The commissioners' votes
“All of us are pro-solar but the amount being paid for solar is just too high,” Commissioner Michael Florio said in voting against the order.
”There is a lot to like in this ruling because it preserves customer choice, which is paramount,” he said. He also approved of the mandatory TOU rates and the requirement to move toward time and location specific values.
“But it still represents an opportunity lost,” he said. The recent long-term extension of the federal 30% investment tax credit for solar created the opportunity to move solar compensation in California to a more sustainable level. “A system which benefits the few can only be sustained so long.”
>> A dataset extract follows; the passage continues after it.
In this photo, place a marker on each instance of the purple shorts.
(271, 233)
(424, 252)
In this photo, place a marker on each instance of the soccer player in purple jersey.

Compensation needs to address "the value of what is delivered," he said. “Despite my sincere support for rooftop solar, I must vote no.”
This decision doesn’t answer all the questions, but it does move in the right direction at this time of transition, Commissioner Carla Peterman said in voting for the ruling.
Commission Chair Michael Picker and Commissioner Liane Randolph joined Commissioner Peterman in voting Yes. Commissioner Catherine Sandoval joined Commissioner Florio in voting No.
“It is clear the commission is not comfortable with the variety of value and cost estimates for this resource,” Peterman said. The commission expects progress on that in the next two years, she added.
Things in the decision that increase the cost shift are of concern and “moving to a different model in 2019 may be necessary to address it,” she warned. “We want to get to the right number, we are troubled by the wide range of values, and we are saying in this decision that we need to get to a number by 2019.”